I attended a private Christian high school in Orange County, California. One day, in study hall, the smartest girl at our school, Lauren Carell (*name changed for her protection, though she should want the world to know she is brilliant), interrupted me as I spoke some nonsense on the state of the Middle East.
“You’re Jewish, aren’t you? She asked as she flipped through her AP Calculus notes.
I didn’t know how to answer. At my high school, I always felt safest hiding this little tidbit. My school and its founding church loved Israel, adored Israel, but Jews were kind of an enigma to them—I felt like an announcement of my heritage would mean stirring the proverbial pot. And I was no pot stirrer.
“No,” I answered. “I mean my mom grew up Jewish and my dad did too, but we’re not.”

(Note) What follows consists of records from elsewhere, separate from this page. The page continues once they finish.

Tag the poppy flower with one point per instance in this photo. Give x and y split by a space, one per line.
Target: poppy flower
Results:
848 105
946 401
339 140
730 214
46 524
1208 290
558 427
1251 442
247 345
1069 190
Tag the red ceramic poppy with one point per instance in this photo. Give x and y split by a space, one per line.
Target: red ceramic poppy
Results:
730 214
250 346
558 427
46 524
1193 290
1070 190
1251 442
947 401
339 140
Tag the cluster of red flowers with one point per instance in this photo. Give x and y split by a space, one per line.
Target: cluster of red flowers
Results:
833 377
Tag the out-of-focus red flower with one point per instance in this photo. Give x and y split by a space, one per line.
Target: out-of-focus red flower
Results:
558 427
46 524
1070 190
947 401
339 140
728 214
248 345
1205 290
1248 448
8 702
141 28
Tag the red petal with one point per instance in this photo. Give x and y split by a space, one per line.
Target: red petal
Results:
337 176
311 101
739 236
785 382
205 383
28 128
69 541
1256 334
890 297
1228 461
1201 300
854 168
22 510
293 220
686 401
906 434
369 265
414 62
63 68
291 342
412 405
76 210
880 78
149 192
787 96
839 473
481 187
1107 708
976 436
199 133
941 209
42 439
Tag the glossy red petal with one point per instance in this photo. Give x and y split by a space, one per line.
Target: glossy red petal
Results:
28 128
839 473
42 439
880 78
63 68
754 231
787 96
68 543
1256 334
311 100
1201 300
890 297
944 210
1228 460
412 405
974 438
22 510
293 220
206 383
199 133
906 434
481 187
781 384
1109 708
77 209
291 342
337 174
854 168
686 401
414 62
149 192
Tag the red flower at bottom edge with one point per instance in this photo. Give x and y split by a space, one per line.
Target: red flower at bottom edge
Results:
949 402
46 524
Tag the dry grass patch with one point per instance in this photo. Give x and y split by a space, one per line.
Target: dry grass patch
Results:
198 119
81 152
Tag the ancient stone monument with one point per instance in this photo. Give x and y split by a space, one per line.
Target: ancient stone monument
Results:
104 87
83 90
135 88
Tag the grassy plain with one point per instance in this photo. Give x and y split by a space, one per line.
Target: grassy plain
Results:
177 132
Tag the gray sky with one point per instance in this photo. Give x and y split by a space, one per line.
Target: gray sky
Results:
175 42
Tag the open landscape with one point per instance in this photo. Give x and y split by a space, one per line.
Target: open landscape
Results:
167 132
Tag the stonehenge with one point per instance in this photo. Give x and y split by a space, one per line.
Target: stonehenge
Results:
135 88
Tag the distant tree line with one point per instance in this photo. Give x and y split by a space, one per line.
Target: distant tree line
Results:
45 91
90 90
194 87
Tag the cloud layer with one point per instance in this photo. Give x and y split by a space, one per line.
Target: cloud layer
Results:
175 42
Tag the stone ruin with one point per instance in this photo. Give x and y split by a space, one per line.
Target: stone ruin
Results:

“Mmmm,” she nodded, humoring me.
And life continued and I continued to be asked this little question. I settled on a safe answer, Eastern European, and kept it in my pocket along with my Mac lipglass and an extra stick of gum. Eastern European could mean a number of things and most seemed somewhat satisfied with this answer. Some looked at me like they knew it was a bum answer, grow a set, their expressions said.
When I was 21, I learned I had a genetic disease that only ran in Jewish bloodlines, and even more rarely in some Dutch ones as well. I saw a Dr. at Cedar Sinai and began getting infusions every 2 weeks to replace what my body was lacking. While there one day, I was asked my plans for the high holidays.
“Thanksgiving,?” I asked, “I will be visiting my family. When I learned my error, my cheeks flushed red and my hands grew wet with sweat. Here everyone was Jewish, except, maybe me.
It was after I decided to move to New York City, that I began to grow more comfortable with the idea that I didn’t always have to define myself perfectly. That some things were better left as they were, uncluttered with words and definitions.
And once I made that realization, I realized that I was, in fact, Jewish. I still gaze longingly when I drive by local temples— I’m still scared to go inside. Maybe one day I will have the guts to. Until then, I remember that growing a set sometimes takes a lifetime and mine are getting rounder every day.